ARS - Antibiotika-Resistenz-Surveillance

Die Entstehung und Ausbreitung von Resistenzen gegen Antibiotika hat sich weltweit zu einem gravierenden Problem der öffentlichen Gesundheit entwickelt, da dadurch die Behandlung von bakteriellen Infektionskrankheiten zunehmend erschwert wird. Als Reaktion darauf hat das Bundesministerium für Gesundheit die Deutsche Antibiotika Resistenzstrategie (DART) entwickelt. Eine zentrale Stellung nehmen dabei Surveillance-Systeme zur Antibiotika-Resistenz sowie zum Antibiotika-Verbrauch ein, um auf der Basis verlässlicher und repräsentativer Daten Maßnahmen zur Begrenzung des Problems ergreifen zu können.

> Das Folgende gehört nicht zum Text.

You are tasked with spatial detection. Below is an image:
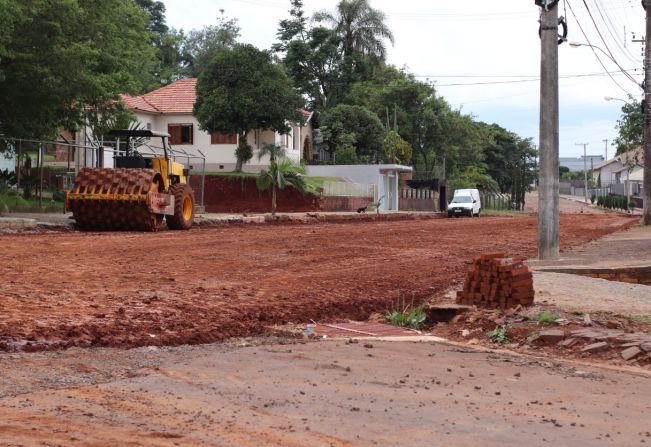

Mit ARS - Antibiotika-Resistenz-Surveillance in Deutschland - wurde die Infrastruktur für eine flächendeckende Surveillance der Antibiotika-Resistenz etabliert, die sowohl die stationäre Krankenversorgung als auch den Sektor der ambulanten Versorgung abdeckt. Damit sollen belastbare Daten zur Epidemiologie der Antibiotika-Resistenz in Deutschland bereitgestellt sowie differentielle Aussagen nach Strukturmerkmalen der Krankenversorgung und nach Regionen möglich werden.

ARS ist konzipiert als laborgestütztes Surveillancesystem zur kontinuierlichen Erhebung von Resistenzdaten aus der Routine für das gesamte Spektrum klinisch relevanter bakterieller Erreger. Projektteilnehmer und damit Datenlieferanten sind Laboratorien, die Proben aus medizinischen Versorgungseinrichtungen und Arztpraxen mikrobiologisch untersuchen.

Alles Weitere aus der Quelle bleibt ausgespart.